Я содрогнулся от отвращения при мысли о том, что способен угрожать двум безвинным созданиям. И внезапно принял решение.
— Им не причинят зла, — сказал я. — Клянусь тебе Христом распятым.
Генри издал вздох облегчения, и мы с Рисом обменялись многозначительными взглядами. Затем мой кинжал рассек Генри горло слева направо.
Его глаза, расширившиеся от удивления и боли, встретились с моими. Говорить он не мог. Я тоже. На меня брызнула горячая кровь. Генри задергался и напрягся, но Рис крепко держал его. Жизнь утекла из жандарма, и он безвольно опустился на пол. Когда Рис отпустил его, послышался глухой стук.
Будто догадавшись о судьбе хозяина, пес заскулил.
Мы с Рисом смотрели друг на друга поверх трупа Генри.
— Я убил его.
У меня тряслись руки.
— Убили, — деловито согласился Рис.
— Мне… — Я посмотрел на перепачканные кровью пальцы, на покрытую пятнами тунику. Коснулся щеки, и рука стала липкой. Стыд и печаль бичевали меня. — Что я наделал?
— Сэр!
Никогда Рис не обращался ко мне таким тоном. Я смотрел на него, ошарашенный выражением безжалостной решимости на лице парня.

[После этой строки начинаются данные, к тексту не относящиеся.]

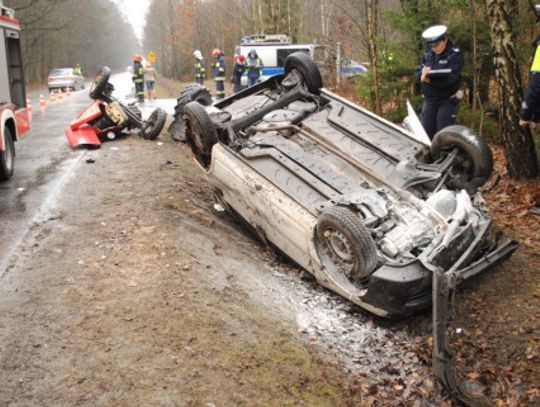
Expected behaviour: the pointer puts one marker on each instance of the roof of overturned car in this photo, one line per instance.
(371, 209)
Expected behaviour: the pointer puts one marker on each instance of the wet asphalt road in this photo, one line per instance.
(44, 161)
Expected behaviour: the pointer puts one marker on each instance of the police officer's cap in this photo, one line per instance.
(434, 34)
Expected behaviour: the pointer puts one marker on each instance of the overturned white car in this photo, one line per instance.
(367, 207)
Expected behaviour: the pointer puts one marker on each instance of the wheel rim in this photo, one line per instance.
(337, 248)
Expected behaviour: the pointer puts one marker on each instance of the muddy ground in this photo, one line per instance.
(133, 290)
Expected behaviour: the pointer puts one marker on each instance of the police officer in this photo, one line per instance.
(530, 107)
(138, 77)
(440, 76)
(219, 72)
(200, 70)
(254, 67)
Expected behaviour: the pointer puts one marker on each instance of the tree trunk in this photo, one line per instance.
(371, 16)
(519, 145)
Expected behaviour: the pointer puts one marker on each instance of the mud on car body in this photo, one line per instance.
(367, 207)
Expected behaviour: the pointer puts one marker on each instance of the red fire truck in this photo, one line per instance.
(14, 114)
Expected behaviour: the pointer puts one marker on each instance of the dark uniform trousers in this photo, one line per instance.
(438, 114)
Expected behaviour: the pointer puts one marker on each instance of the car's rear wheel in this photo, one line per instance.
(7, 157)
(191, 93)
(473, 164)
(201, 133)
(153, 126)
(344, 244)
(301, 69)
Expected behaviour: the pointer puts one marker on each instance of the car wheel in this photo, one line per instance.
(299, 66)
(344, 244)
(153, 126)
(474, 162)
(191, 93)
(201, 133)
(7, 157)
(100, 83)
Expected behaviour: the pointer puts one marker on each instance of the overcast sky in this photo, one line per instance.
(135, 11)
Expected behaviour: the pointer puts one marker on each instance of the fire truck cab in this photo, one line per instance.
(14, 114)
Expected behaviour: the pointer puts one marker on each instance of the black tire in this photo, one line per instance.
(7, 157)
(344, 244)
(100, 83)
(301, 62)
(474, 163)
(201, 133)
(153, 126)
(194, 92)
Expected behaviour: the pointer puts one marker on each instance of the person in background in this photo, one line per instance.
(78, 69)
(238, 71)
(219, 72)
(200, 71)
(530, 107)
(439, 74)
(254, 67)
(150, 76)
(138, 77)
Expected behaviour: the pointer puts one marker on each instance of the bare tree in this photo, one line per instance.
(520, 148)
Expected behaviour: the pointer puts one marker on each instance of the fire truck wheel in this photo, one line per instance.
(7, 156)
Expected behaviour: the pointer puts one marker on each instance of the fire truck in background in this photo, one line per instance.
(14, 114)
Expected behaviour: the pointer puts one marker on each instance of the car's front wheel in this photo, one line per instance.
(344, 244)
(301, 69)
(7, 157)
(473, 163)
(201, 133)
(191, 93)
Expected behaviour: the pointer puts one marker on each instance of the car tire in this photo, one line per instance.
(7, 157)
(194, 92)
(201, 134)
(154, 124)
(344, 244)
(475, 162)
(301, 62)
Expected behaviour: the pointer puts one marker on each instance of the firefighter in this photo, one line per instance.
(219, 72)
(254, 67)
(439, 74)
(138, 77)
(200, 71)
(530, 107)
(238, 71)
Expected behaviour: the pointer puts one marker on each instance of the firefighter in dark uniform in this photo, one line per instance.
(530, 107)
(219, 72)
(138, 77)
(200, 70)
(440, 76)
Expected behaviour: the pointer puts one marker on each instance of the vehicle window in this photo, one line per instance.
(60, 72)
(284, 53)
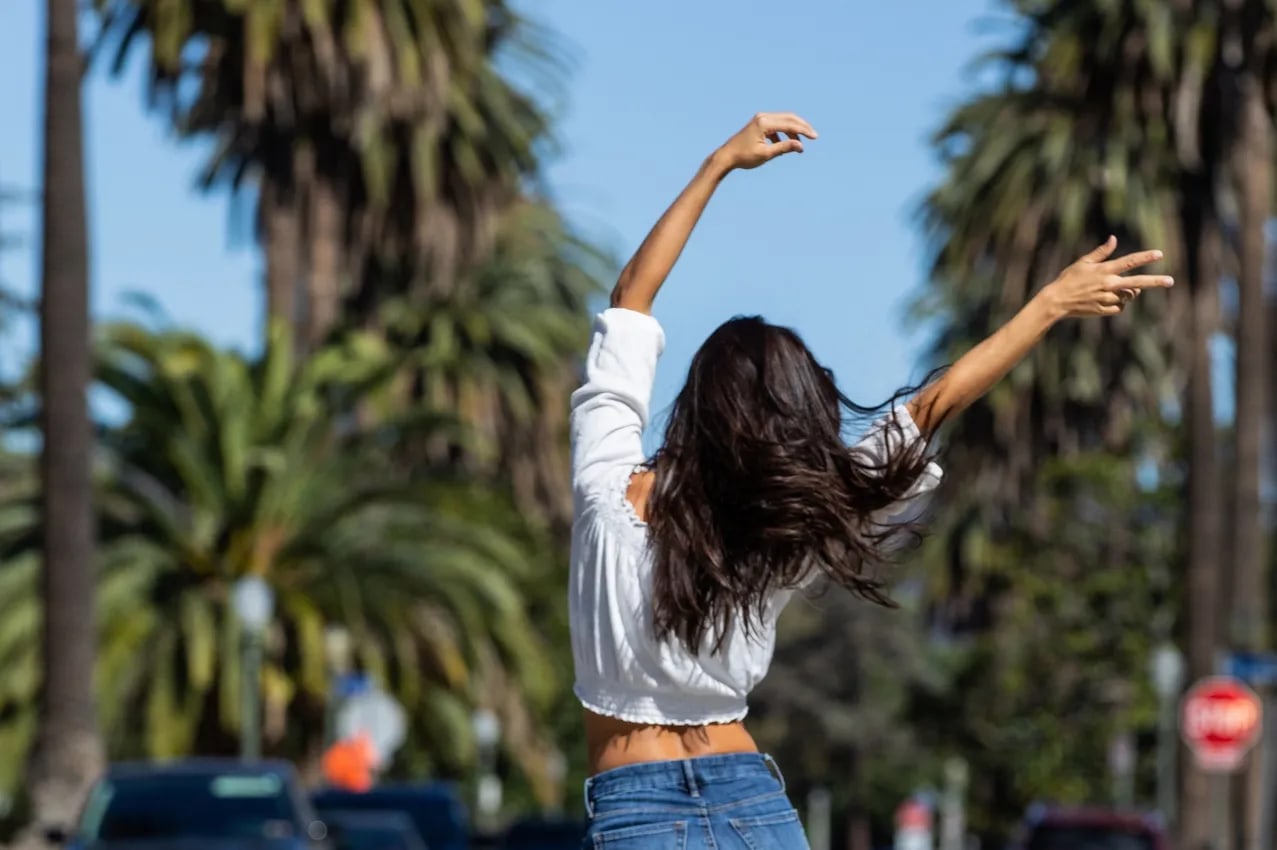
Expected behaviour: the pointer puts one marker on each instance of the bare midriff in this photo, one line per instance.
(617, 743)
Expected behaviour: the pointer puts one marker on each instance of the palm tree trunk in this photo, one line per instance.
(281, 232)
(68, 751)
(324, 278)
(1253, 162)
(1254, 189)
(1204, 494)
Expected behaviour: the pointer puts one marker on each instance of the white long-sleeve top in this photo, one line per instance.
(622, 670)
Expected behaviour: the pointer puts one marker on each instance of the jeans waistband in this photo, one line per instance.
(690, 775)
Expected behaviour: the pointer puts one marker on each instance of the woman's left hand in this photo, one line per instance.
(1096, 285)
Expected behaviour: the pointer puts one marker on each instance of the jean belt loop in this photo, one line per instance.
(775, 771)
(690, 777)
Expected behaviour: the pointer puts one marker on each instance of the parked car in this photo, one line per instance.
(1093, 828)
(544, 834)
(197, 804)
(372, 831)
(436, 809)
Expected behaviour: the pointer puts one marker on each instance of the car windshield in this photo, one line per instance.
(162, 807)
(365, 836)
(1088, 837)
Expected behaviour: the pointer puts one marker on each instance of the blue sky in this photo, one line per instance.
(824, 241)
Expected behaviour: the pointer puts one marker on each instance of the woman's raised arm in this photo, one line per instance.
(1092, 286)
(760, 141)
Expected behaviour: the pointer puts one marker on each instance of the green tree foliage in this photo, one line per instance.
(226, 466)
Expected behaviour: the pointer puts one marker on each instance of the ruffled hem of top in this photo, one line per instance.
(622, 495)
(634, 715)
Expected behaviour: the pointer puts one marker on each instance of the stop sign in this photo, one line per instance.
(1220, 719)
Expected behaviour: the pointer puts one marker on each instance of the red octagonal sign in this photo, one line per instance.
(1220, 719)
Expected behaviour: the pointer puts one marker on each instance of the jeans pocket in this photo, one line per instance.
(669, 835)
(779, 831)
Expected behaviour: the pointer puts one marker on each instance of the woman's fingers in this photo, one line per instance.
(1102, 252)
(785, 123)
(1140, 282)
(1132, 260)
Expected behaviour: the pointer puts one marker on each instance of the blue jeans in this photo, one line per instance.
(715, 803)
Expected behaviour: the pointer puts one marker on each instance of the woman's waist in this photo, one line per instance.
(718, 781)
(616, 743)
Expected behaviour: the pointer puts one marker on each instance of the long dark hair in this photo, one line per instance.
(756, 489)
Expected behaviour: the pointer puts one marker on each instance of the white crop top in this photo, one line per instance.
(622, 670)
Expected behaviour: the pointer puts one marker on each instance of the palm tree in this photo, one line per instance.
(68, 753)
(226, 467)
(379, 134)
(1181, 86)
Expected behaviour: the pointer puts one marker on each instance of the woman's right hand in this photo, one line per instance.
(1096, 285)
(760, 141)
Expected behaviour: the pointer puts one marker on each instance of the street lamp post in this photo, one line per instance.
(253, 604)
(488, 793)
(1167, 674)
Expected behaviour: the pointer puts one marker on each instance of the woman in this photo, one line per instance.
(681, 563)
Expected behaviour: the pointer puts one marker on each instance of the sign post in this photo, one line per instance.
(1220, 720)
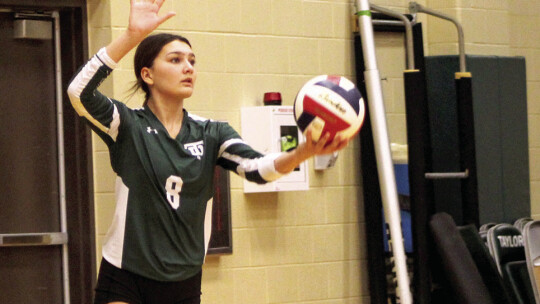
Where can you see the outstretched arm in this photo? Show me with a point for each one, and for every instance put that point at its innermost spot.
(143, 19)
(286, 162)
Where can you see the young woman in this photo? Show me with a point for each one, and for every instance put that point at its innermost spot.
(164, 159)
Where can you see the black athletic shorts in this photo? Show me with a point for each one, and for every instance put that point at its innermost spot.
(116, 284)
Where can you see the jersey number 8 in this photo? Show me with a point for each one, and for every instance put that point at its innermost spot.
(173, 188)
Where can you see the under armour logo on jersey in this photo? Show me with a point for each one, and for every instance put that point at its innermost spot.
(151, 130)
(196, 148)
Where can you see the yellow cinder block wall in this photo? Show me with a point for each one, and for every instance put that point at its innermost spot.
(309, 246)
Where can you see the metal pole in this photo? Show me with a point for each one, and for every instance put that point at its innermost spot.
(61, 164)
(408, 32)
(382, 150)
(417, 8)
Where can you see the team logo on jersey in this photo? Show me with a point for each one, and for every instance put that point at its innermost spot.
(196, 148)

— Если бы Генри, — продолжил он, — отступился от своих слов, Фиц-Алдельм поджарил бы ему пятки, вы это знаете. И запел бы наш жандарм, как птичка в клетке. — Я грустно кивнул. — Кошель с серебром был приманкой. Для отвода глаз. — Я слушал, как ребенок, которому втолковывают простые вещи. — Убийство было единственным выходом.
«Не совсем так, — подумал я. — Я мог ничего не предпринимать. Попытка Фиц-Алдельма очернить мое имя могла провалиться. Рис сделал бы важное свидетельство в мою пользу. Он как-никак тоже знаком королю, а Генри — никто. Никто с женой и малолетним сыном, кричала моя совесть».
Рис возвратил меня к жестокой действительности, и я послушался его совета. Дело сделано, сказал он, и казнить себя смысла нет. Я не спорил, когда мы вытерли большую часть крови и завернули Генри в одеяло, снятое с соломенной лежанки. Потом наступило самое тягостное время — мы ждали у остывающего тела, когда можно будет уйти незамеченными.
Отупевший от пережитого ужаса, я во всем подчинялся Рису. Никогда прежде мне не доводилось закапывать человека в навозной куче, а потом, переодевшись в его запасную одежду, погребать собственное платье. Никогда прежде не кормил я собаку убитого мной человека. Я стоял в лачуге и смотрел, как пес пожирает кусочек сыра, лежавший на столе.